Yet the use of this penalty is increasing in most countries in the
West. In 1980 there were half a million people incarcerated in the United States. Now
there are 1.6 million. 11 million people a year go to prison there. These are not all
people who have committed crimes of violence. Two-thirds of them are in prison for
offences not involving violence. The rate of imprisonment in the United States is at the
beginning of 1997 600 per 100,000 of the population. In Europe too the growth has been
rapid. The US view that having large numbers of people in prison is not only inevitable
but actually desirable has not yet infected Europe in the same way, but there are signs of
the contagion spreading. Certainly, the growth in prison levels in some West European
countries has been remarkable. The Netherlands is one example. In the Netherlands in 1975
the number of prison cells was 2,356 and the rate of imprisonment was 17 per 100,000, one
of the lowest in the world. In 1994 prison capacity was 8,235 and the rate of imprisonment
was 55 per 100,000. By the end of 1996 there were 12,000 prisoners and an imprisonment
rate of nearly 80 per 100,000 (De Jonge 1996). [12]

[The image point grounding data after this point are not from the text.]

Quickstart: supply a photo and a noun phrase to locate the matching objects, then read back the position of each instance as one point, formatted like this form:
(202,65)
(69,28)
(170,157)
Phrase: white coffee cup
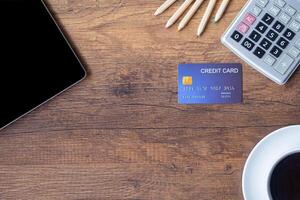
(264,158)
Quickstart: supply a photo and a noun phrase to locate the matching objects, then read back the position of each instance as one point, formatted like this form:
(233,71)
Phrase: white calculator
(266,35)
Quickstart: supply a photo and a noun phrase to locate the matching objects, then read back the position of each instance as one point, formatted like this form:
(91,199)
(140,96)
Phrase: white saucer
(265,155)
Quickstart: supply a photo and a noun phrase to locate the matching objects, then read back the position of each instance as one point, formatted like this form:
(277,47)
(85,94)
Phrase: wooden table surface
(121,134)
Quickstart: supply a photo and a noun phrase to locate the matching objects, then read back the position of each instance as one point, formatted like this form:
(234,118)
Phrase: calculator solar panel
(266,35)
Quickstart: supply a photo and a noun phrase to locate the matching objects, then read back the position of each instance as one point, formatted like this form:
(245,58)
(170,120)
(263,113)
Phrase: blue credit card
(215,83)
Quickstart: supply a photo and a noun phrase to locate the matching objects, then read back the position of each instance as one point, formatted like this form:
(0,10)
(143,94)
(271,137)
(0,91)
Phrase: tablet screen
(37,62)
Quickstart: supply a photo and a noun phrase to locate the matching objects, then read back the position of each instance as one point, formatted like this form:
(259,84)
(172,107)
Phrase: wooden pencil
(221,10)
(206,16)
(179,12)
(190,14)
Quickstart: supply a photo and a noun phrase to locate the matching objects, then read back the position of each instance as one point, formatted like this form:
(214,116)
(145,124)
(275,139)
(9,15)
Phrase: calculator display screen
(36,61)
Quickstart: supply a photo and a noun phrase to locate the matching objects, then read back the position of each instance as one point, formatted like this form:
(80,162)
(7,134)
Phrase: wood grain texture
(120,134)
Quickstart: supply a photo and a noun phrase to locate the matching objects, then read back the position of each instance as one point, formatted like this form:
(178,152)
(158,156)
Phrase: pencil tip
(157,12)
(217,19)
(168,24)
(180,27)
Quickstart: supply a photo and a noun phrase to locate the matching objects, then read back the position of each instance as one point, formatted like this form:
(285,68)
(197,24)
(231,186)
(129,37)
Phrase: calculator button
(259,52)
(243,28)
(266,44)
(295,26)
(298,43)
(262,3)
(276,52)
(280,3)
(278,27)
(274,10)
(261,27)
(237,36)
(272,35)
(290,10)
(269,60)
(255,36)
(284,64)
(248,44)
(294,52)
(283,43)
(256,11)
(249,19)
(268,19)
(284,18)
(289,34)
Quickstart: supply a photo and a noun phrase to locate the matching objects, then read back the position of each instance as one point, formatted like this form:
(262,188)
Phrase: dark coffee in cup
(285,179)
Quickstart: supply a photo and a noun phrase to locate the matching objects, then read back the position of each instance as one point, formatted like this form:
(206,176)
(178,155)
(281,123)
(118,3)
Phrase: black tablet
(37,62)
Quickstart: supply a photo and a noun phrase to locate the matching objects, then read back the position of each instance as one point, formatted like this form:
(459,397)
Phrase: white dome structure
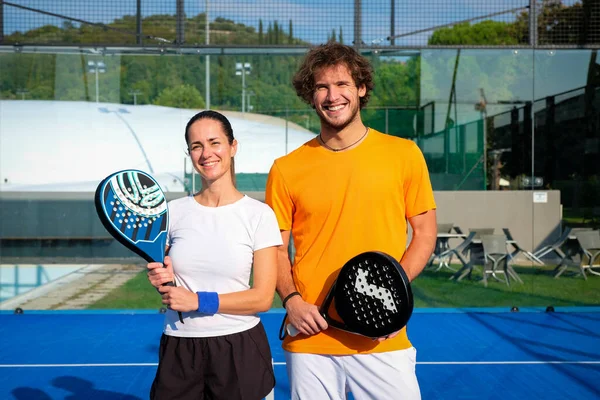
(70,146)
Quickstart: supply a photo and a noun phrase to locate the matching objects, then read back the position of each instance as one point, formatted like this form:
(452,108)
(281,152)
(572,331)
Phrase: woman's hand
(158,274)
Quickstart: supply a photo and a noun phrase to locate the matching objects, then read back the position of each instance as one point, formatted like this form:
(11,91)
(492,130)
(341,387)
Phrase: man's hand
(159,275)
(178,298)
(305,317)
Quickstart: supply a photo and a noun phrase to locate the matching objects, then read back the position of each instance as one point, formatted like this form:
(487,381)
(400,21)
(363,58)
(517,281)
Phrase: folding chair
(518,249)
(556,246)
(442,244)
(460,251)
(496,253)
(589,243)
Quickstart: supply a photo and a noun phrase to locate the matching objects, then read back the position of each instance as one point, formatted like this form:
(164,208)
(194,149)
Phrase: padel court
(462,354)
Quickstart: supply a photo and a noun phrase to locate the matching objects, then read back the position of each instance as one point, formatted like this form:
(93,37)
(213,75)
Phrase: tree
(182,96)
(484,33)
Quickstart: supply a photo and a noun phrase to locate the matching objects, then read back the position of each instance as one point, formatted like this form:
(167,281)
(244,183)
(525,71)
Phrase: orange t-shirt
(338,205)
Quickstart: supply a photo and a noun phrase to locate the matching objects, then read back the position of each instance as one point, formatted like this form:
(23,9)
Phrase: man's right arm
(303,316)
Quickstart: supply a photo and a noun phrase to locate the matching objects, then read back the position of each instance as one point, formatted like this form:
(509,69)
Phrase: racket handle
(178,312)
(289,328)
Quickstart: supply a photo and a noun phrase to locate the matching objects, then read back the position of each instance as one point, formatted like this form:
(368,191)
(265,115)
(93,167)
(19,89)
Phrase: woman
(217,237)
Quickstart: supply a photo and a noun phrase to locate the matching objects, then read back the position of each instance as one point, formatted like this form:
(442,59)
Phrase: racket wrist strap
(289,296)
(208,302)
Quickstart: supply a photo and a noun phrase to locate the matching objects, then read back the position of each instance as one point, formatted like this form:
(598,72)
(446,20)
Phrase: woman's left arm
(259,297)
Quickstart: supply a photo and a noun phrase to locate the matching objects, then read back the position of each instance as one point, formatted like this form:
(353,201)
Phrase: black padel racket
(372,296)
(133,209)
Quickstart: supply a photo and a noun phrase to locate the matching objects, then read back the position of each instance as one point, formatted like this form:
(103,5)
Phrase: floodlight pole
(243,68)
(207,60)
(96,67)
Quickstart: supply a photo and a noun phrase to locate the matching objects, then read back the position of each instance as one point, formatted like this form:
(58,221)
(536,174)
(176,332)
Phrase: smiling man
(349,190)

In the rest of Western Europe the growth is less spectacular, but also
large. In Spain in 1988 there were fewer than 30,000 people in prison. By 1994 the figure
had risen to over 41,000, an increase of 40%. In Italy over the same six-year period the
increase was 48%. In Greece it was 60% and in Portugal 46% There was an increase in
Austria of 16% and even in the traditionally low-imprisonment countries in Scandinavia
there were increases of 32% in Norway and 23% in Sweden (Council of Europe 1996) [11]. In France the "programme 13,000" brought 25 new
prisons containing 12,850 places into use between 1989 and 1992 (Direction de
l'administration penitentiaire 1996) [13]
The UK is the country in Europe where the US influence has been
strongest. In England and Wales in the 1990s prison numbers grew rapidly. At the end of
January 1993 the number in prison was 41,500. At the beginning of 1997 it had risen to
58,000 and another crisis of prison capacity was in full swing. After a substantial prison
expansion - 12,500 new places were provided between 1981 and 1996, an increase of
one-third - the search was on again for residential institutions that could be turned into
prisons. Large boats were being assessed for their security potential. Disused military
bases, even an abandoned Holiday Camp, were being vetted for their suitability for
incarceration.
This growth in imprisonment in Western countries could have serious
consequences for Western societies. It is very expensive. It consumes more and more
resources negatively and reduces the amount of money available for constructive
expenditure. In the United States between 1976 and 1989 spending on what is called
corrections, that is prisons and other punishments, rose by 95 per cent. During the same
period spending on elementary and secondary education fell by 2 per cent and on higher
education by 6 per cent. The effect on the economic progress of an industrialised country
of these distorted spending priorities could be very serious.
Also, it is what Professor Norval Morris of the University of Chicago [19] has called "a sin against
the future." (Morris and Rothman 1995). By this he seems to suggest that when a large
proportion of young men spend their formative years in prison there is created a
sub-society within society, of people schooled in anti-social values. Their connections,
relationships, and networks are based on criminality. Their loyalties are not to
mainstream society but to illicit forms of organisation. This is a potent source of
destabilisation and conflict.
The use of prison to deal with petty property crime, minor assaults, possession of
small amounts of illegal drugs for personal use is expensive and socially deeply damaging.
Reducing the use of prison and finding other ways of dealing with crime and conflicts
between citizens is therefore a vital question for public policy in all countries.